本小节中,我们将使用TensorFlow实现K-Means算法, 并利用它对手写字图像进行分类。这个例子将使用MNIST数据集。
1.导入库
import numpy as np
import tensorflow as tf
from tensorflow.contrib.factorization import KMeans
2.忽略所有GPU, tensorflow的随机森林不会从中受益
import os
os.environ['CUDA_VISIBLE_DEVICES'] = ''
3.导入MNIST数据集
from tensorflow.examples.tutorials.mnist import input_data
mnist = input_data.read_data_sets("MNIST_data",one_hot=True)

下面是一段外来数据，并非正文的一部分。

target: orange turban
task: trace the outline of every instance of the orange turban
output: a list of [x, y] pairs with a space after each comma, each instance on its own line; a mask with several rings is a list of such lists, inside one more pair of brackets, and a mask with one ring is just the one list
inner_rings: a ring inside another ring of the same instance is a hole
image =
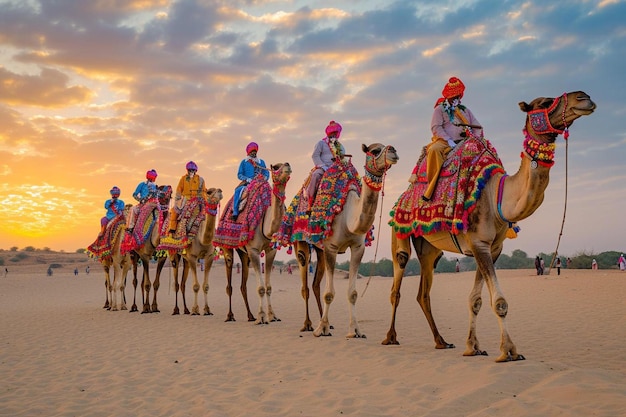
[[452, 98], [452, 97], [462, 98], [464, 91], [465, 91], [465, 84], [463, 84], [463, 81], [459, 80], [456, 77], [450, 77], [450, 79], [448, 80], [448, 83], [443, 87], [443, 90], [441, 90], [441, 95], [443, 97], [437, 100], [437, 103], [435, 103], [435, 107], [437, 107], [437, 105], [441, 104], [441, 102], [447, 98]]

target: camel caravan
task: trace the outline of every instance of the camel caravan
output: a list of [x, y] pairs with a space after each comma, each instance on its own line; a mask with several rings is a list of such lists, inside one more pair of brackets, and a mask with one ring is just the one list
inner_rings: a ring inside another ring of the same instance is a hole
[[[414, 250], [421, 266], [417, 301], [430, 325], [435, 348], [455, 347], [439, 333], [430, 300], [434, 269], [443, 251], [448, 251], [472, 256], [477, 264], [474, 286], [469, 295], [469, 332], [463, 355], [487, 355], [476, 334], [477, 317], [483, 304], [481, 293], [486, 284], [489, 303], [501, 333], [496, 362], [524, 360], [507, 330], [508, 302], [498, 284], [494, 263], [503, 250], [505, 239], [514, 237], [519, 230], [516, 222], [528, 218], [541, 205], [554, 164], [556, 139], [563, 135], [567, 140], [574, 121], [593, 113], [596, 105], [582, 91], [564, 93], [555, 98], [539, 97], [530, 103], [520, 102], [520, 109], [526, 113], [521, 164], [515, 174], [509, 175], [496, 149], [483, 136], [482, 127], [460, 104], [464, 86], [459, 83], [456, 78], [450, 79], [444, 88], [442, 108], [444, 115], [450, 115], [449, 121], [456, 120], [453, 125], [460, 132], [460, 138], [453, 143], [448, 141], [449, 146], [439, 161], [440, 166], [433, 179], [435, 170], [432, 161], [437, 158], [433, 156], [436, 149], [433, 144], [438, 139], [437, 135], [433, 135], [432, 143], [424, 146], [419, 155], [409, 187], [398, 197], [390, 213], [388, 224], [394, 277], [390, 294], [390, 328], [382, 344], [399, 344], [395, 322], [400, 287]], [[456, 88], [459, 85], [460, 89]], [[455, 119], [454, 115], [460, 118]], [[266, 167], [265, 162], [256, 156], [258, 145], [254, 142], [248, 145], [248, 156], [241, 161], [238, 177], [242, 183], [226, 203], [219, 219], [222, 190], [207, 189], [204, 180], [197, 176], [197, 167], [193, 162], [187, 164], [188, 173], [181, 177], [175, 191], [170, 186], [152, 187], [154, 179], [151, 182], [147, 175], [145, 183], [141, 183], [133, 194], [139, 202], [137, 206], [119, 204], [112, 190], [113, 202], [110, 205], [116, 205], [118, 209], [107, 214], [110, 217], [107, 221], [103, 218], [102, 230], [87, 250], [89, 256], [101, 262], [105, 272], [104, 308], [127, 309], [124, 295], [126, 275], [133, 270], [136, 293], [137, 269], [141, 263], [142, 313], [159, 312], [159, 278], [164, 263], [169, 259], [175, 278], [176, 306], [173, 314], [180, 314], [180, 291], [184, 314], [199, 315], [198, 295], [202, 288], [203, 314], [211, 315], [207, 301], [209, 274], [213, 261], [222, 255], [229, 298], [226, 321], [234, 321], [232, 274], [234, 253], [237, 252], [241, 261], [240, 291], [248, 321], [256, 324], [277, 322], [280, 319], [271, 303], [272, 265], [277, 250], [287, 247], [288, 254], [295, 249], [302, 281], [304, 323], [300, 331], [311, 331], [314, 336], [331, 336], [330, 306], [335, 297], [333, 278], [336, 258], [350, 249], [346, 294], [349, 328], [346, 337], [365, 338], [356, 314], [358, 268], [365, 248], [373, 240], [373, 224], [386, 173], [399, 157], [391, 145], [364, 144], [361, 149], [365, 155], [364, 171], [359, 173], [352, 164], [352, 156], [345, 153], [339, 142], [340, 134], [341, 125], [331, 122], [326, 129], [326, 137], [315, 146], [314, 168], [287, 206], [285, 188], [292, 174], [291, 166], [284, 162]], [[156, 178], [156, 171], [152, 176]], [[147, 195], [140, 193], [142, 184], [151, 190]], [[175, 202], [170, 208], [173, 193]], [[105, 208], [108, 207], [105, 203]], [[124, 208], [120, 210], [119, 207]], [[313, 252], [317, 263], [309, 283], [309, 263]], [[261, 257], [265, 257], [264, 269]], [[157, 259], [157, 266], [151, 281], [149, 267], [154, 258]], [[196, 272], [199, 260], [204, 263], [202, 287]], [[179, 270], [182, 271], [180, 284]], [[257, 279], [256, 317], [248, 302], [250, 270]], [[194, 292], [191, 310], [185, 298], [190, 272]], [[319, 313], [316, 327], [309, 309], [311, 291]], [[131, 311], [138, 311], [135, 301]]]

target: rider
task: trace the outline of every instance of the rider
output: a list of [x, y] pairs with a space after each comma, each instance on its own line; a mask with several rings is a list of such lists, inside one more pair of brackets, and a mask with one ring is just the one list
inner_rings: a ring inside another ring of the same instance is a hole
[[[456, 77], [451, 77], [441, 91], [443, 97], [435, 103], [430, 122], [432, 142], [428, 145], [426, 154], [428, 187], [422, 196], [425, 201], [430, 201], [432, 198], [441, 165], [452, 148], [470, 135], [482, 136], [480, 123], [470, 109], [461, 104], [464, 91], [463, 82]], [[414, 174], [416, 174], [415, 171]], [[415, 179], [416, 177], [412, 175], [409, 181], [414, 182]]]
[[195, 198], [200, 198], [203, 203], [200, 207], [200, 215], [204, 213], [204, 208], [207, 203], [204, 178], [197, 175], [198, 165], [193, 161], [189, 161], [187, 165], [185, 165], [185, 168], [187, 169], [187, 174], [180, 177], [178, 181], [174, 206], [170, 210], [170, 234], [172, 236], [176, 233], [176, 228], [178, 227], [178, 216], [183, 212], [183, 208], [187, 202]]
[[136, 206], [133, 206], [133, 209], [130, 214], [130, 219], [128, 221], [128, 228], [126, 231], [128, 233], [132, 233], [135, 227], [135, 220], [139, 215], [139, 211], [141, 207], [150, 200], [157, 198], [157, 185], [155, 184], [155, 180], [157, 177], [157, 172], [154, 169], [146, 172], [146, 180], [140, 182], [133, 193], [133, 198], [139, 202]]
[[337, 158], [342, 158], [346, 154], [345, 148], [339, 142], [339, 136], [341, 136], [341, 125], [331, 120], [328, 126], [326, 126], [326, 137], [320, 139], [315, 144], [315, 148], [313, 148], [311, 158], [315, 168], [311, 173], [309, 185], [304, 193], [305, 198], [308, 199], [309, 210], [315, 200], [317, 187], [324, 176], [324, 172], [330, 168]]
[[124, 202], [119, 199], [120, 189], [117, 186], [113, 186], [109, 192], [111, 193], [111, 198], [104, 202], [104, 208], [107, 210], [107, 213], [100, 219], [100, 234], [104, 233], [104, 229], [106, 229], [109, 221], [124, 211]]
[[246, 146], [247, 156], [239, 163], [237, 178], [239, 178], [241, 182], [235, 188], [235, 194], [233, 195], [233, 220], [237, 220], [237, 216], [239, 216], [241, 194], [248, 184], [258, 175], [262, 175], [265, 181], [270, 178], [270, 173], [265, 166], [265, 161], [257, 157], [258, 151], [259, 145], [256, 142], [250, 142], [248, 146]]

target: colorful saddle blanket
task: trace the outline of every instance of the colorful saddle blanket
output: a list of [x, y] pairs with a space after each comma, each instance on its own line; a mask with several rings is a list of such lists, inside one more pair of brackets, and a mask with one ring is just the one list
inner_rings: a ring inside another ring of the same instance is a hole
[[[348, 192], [353, 190], [361, 195], [361, 178], [354, 165], [351, 162], [335, 163], [324, 173], [309, 213], [308, 203], [302, 197], [309, 181], [310, 174], [287, 207], [278, 232], [272, 236], [274, 247], [303, 241], [323, 248], [323, 241], [333, 233], [335, 216], [343, 211]], [[374, 240], [373, 228], [365, 238], [368, 246]]]
[[104, 233], [99, 234], [96, 240], [87, 247], [87, 255], [97, 259], [100, 263], [110, 262], [113, 256], [114, 242], [121, 239], [126, 230], [126, 217], [123, 214], [115, 216], [109, 221]]
[[215, 230], [213, 245], [237, 249], [246, 246], [254, 238], [256, 228], [263, 221], [263, 216], [272, 202], [272, 189], [262, 177], [255, 178], [248, 184], [245, 206], [239, 210], [237, 220], [233, 220], [233, 197], [226, 203], [226, 208]]
[[505, 172], [491, 143], [471, 137], [448, 154], [432, 199], [426, 202], [421, 199], [428, 186], [426, 147], [417, 164], [417, 181], [400, 195], [390, 213], [389, 225], [401, 239], [442, 231], [455, 235], [465, 232], [485, 184], [492, 175]]
[[193, 239], [200, 230], [200, 224], [205, 219], [206, 207], [201, 198], [194, 198], [183, 206], [182, 212], [178, 215], [178, 226], [174, 236], [169, 236], [169, 225], [163, 222], [161, 229], [161, 240], [157, 247], [157, 257], [173, 255], [181, 252], [193, 242]]
[[167, 210], [161, 212], [156, 199], [141, 205], [139, 214], [135, 220], [135, 227], [132, 233], [125, 233], [122, 241], [122, 254], [132, 252], [141, 248], [148, 239], [152, 228], [157, 227], [161, 236], [167, 233]]

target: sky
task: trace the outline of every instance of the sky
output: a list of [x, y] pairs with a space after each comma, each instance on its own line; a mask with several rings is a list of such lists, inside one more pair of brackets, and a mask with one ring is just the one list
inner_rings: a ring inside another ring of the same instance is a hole
[[147, 170], [175, 187], [189, 160], [225, 206], [250, 141], [291, 164], [288, 203], [335, 120], [359, 172], [363, 143], [400, 156], [363, 258], [389, 259], [389, 211], [456, 76], [509, 174], [519, 102], [582, 90], [598, 106], [557, 140], [503, 253], [551, 253], [562, 227], [563, 255], [626, 250], [623, 16], [624, 0], [0, 0], [0, 249], [86, 248], [112, 186], [135, 203]]

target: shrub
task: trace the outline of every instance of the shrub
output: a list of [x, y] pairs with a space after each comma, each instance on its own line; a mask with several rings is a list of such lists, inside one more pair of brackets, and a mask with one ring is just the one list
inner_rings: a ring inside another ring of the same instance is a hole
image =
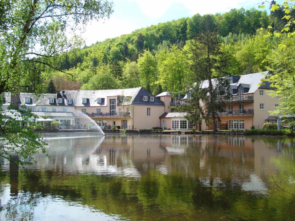
[[266, 123], [262, 125], [263, 130], [277, 130], [278, 129], [278, 124], [272, 123]]
[[162, 128], [160, 127], [154, 127], [153, 129], [153, 130], [162, 130]]
[[246, 130], [245, 131], [246, 135], [269, 135], [271, 136], [295, 136], [295, 131], [289, 129], [277, 130]]
[[53, 131], [57, 132], [59, 131], [59, 126], [60, 123], [57, 121], [53, 121], [50, 124], [50, 129]]

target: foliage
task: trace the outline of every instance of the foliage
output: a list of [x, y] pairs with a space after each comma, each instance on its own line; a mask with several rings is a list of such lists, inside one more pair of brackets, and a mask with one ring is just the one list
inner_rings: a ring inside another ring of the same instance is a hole
[[141, 85], [150, 92], [156, 81], [156, 68], [155, 57], [150, 51], [144, 51], [137, 60]]
[[295, 37], [283, 37], [281, 42], [267, 57], [273, 74], [267, 78], [276, 89], [271, 95], [280, 98], [280, 105], [271, 113], [288, 116], [295, 114]]
[[[81, 30], [88, 21], [108, 17], [112, 11], [112, 6], [101, 0], [1, 1], [0, 95], [11, 92], [17, 96], [23, 88], [37, 93], [44, 92], [46, 87], [44, 80], [53, 70], [72, 77], [56, 67], [65, 58], [67, 50], [74, 52], [83, 41], [74, 34], [69, 39], [66, 32], [72, 34]], [[12, 102], [11, 105], [18, 108], [17, 102]], [[19, 155], [18, 162], [22, 165], [30, 164], [32, 154], [45, 151], [45, 143], [34, 131], [39, 127], [30, 120], [36, 116], [29, 112], [11, 111], [12, 116], [2, 111], [0, 114], [0, 122], [4, 122], [1, 126], [0, 135], [4, 136], [0, 152], [9, 159], [12, 154]], [[21, 126], [16, 118], [28, 126]]]
[[279, 131], [273, 129], [246, 130], [245, 135], [268, 135], [279, 136], [295, 136], [295, 131], [289, 129], [281, 129]]
[[32, 120], [37, 118], [28, 111], [0, 110], [0, 156], [9, 160], [18, 156], [15, 163], [23, 166], [35, 162], [34, 154], [39, 151], [45, 152], [46, 143], [35, 131], [42, 128]]
[[59, 131], [59, 126], [60, 126], [60, 123], [57, 121], [52, 121], [50, 123], [50, 129], [53, 131], [57, 132]]
[[263, 124], [261, 128], [263, 130], [277, 130], [278, 124], [272, 123], [265, 123]]

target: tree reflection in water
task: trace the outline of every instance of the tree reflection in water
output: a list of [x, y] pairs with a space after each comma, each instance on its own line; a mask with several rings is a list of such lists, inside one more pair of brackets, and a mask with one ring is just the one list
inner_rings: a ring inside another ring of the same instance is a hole
[[[63, 207], [65, 220], [71, 204], [76, 210], [85, 205], [94, 214], [103, 213], [103, 220], [295, 219], [295, 197], [280, 190], [270, 176], [295, 192], [294, 139], [125, 135], [104, 139], [53, 140], [49, 160], [42, 158], [31, 171], [19, 173], [18, 193], [2, 205], [0, 218], [34, 220], [40, 213], [36, 210], [46, 210], [44, 202], [63, 200], [68, 204]], [[2, 170], [1, 182], [12, 186], [8, 170]], [[83, 214], [76, 218], [83, 219]]]

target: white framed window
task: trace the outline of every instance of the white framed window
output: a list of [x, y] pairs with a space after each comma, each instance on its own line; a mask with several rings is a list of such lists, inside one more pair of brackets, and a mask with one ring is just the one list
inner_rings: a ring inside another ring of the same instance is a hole
[[96, 113], [99, 116], [100, 115], [101, 113], [101, 110], [100, 108], [99, 108], [96, 109]]
[[244, 109], [243, 104], [240, 104], [239, 105], [239, 110], [240, 114], [244, 113]]
[[106, 126], [106, 120], [102, 120], [102, 129], [104, 129], [104, 128]]
[[260, 96], [264, 96], [264, 91], [263, 90], [259, 90], [259, 95]]
[[180, 121], [180, 129], [187, 129], [187, 122], [186, 120]]
[[148, 117], [150, 116], [150, 108], [147, 108], [147, 116]]
[[228, 114], [232, 114], [232, 105], [228, 105]]
[[244, 96], [244, 91], [240, 90], [239, 92], [239, 100], [245, 100], [245, 98]]
[[243, 130], [244, 125], [243, 120], [230, 120], [228, 121], [228, 128], [230, 130]]
[[215, 121], [215, 123], [216, 125], [216, 129], [219, 129], [219, 127], [220, 126], [220, 121], [218, 120]]
[[127, 128], [127, 120], [123, 120], [122, 121], [122, 129]]
[[166, 121], [163, 121], [163, 129], [166, 129]]
[[194, 124], [193, 122], [190, 121], [189, 121], [189, 123], [188, 125], [188, 129], [193, 129], [194, 128]]
[[179, 127], [179, 121], [178, 120], [176, 121], [172, 121], [172, 129], [178, 129]]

full_data_x = mnist.train.images
4.参数
num_steps = 50 #步长
batch_size = 1024 #每次batch样本的数量
k = 25 #聚类中心数目
num_classes = 10 #MNIST数据集10种数字 0 到 9
num_features = 784 #每幅图片的大小是 28x28 像素点
5.图片和标签的占位符(placeholder)
#图片
X = tf.placeholder(tf.float32, shape=[None, num_features])
#标签
Y = tf.placeholder(tf.float32, shape=[None, num_classes])
6.K-Mean的一些参数
kmeans = KMeans(inputs=X, num_clusters=k, distance_metric='cosine', use_mini_batch=True)
7.创建KMeans图
training_graph = kmeans.training_graph()
(all_scores, cluster_idx, scores, cluster_centers_initialized, init_op, train_op) = training_graph
cluster_idx = cluster_idx[0] #cluster_idx是一个只有一个元素的元组,这里将其取出
avg_distance = tf.reduce_mean(scores) #平均距离
8.TensorFlow初始化, 新建一个会话
init = tf.global_variables_initializer()
sess = tf.Session()
9.初始化
sess.run(init)
sess.run(init_op, feed_dict={X:full_data_x})
10.训练
for i in range(1, num_steps + 1):
_, d, idx = sess.run([train_op, avg_distance, cluster_idx], feed_dict={X:full_data_x})
if i % 10 ==0 or i == 1:
print("step %i, 平均距离: %g" % (i, d))
11.为每个中心分配一个标签。用每个训练样本的标签到最近的质心(由'idx'给出)计算每个质心的标签总数,
counts = np.zeros(shape=(k, num_classes))
for i in range(len(idx)):
counts[idx[i]] += mnist.train.labels[i]
labels_map = [np.argmax(c) for c in counts]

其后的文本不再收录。